Think about providing behavioral health services as a means of safeguarding your residents - to attain or maintain the highest practicable physical, mental, and psychosocial well-being, Kelly says.

Surveyors will be on the lookout for concerns about a facility's behavioral health services and will judge noncompliance by severity level. "The facility is responsible for providing behavioral health care and services that create an environment that promotes emotional and psychosocial well-being, meet each resident's needs, and include individualized approaches to care," Appendix PP says.

Take trauma seriously

Though trauma-informed care is not officially implemented until Phase 3, acknowledging and planning around individual residents' trauma is crucial for their own well-being, as well as your facility's compliance. Appendix PP lists, as an example of noncompliance, a scenario where a resident is known to have war-related post-traumatic stress disorder and becomes visibly upset when triggered by loud sounds and other startling moments. In the scenario, the surveyor watches staff trying to get the resident's attention when approaching from behind by touching his shoulder. The surveyor quotes the hypothetical director of nursing hoping that the resident will get used to living in a skilled nursing facility, along with the door alarms and other noises.

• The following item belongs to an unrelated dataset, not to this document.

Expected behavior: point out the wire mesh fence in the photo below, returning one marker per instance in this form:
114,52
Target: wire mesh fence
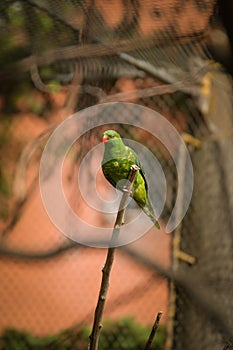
59,58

Surveyors are instructed to evaluate the resident's MDS and other documentation (including care plans) to assess whether residents are getting the care they need. Surveyors are also instructed to interview residents and residents' families or representatives they feel they need more information. In this scenario, the surveyor would cite this facility with F740 and severity level 3 of noncompliance, because the resident suffered actual harm but whose health and safety was not immediately jeopardized.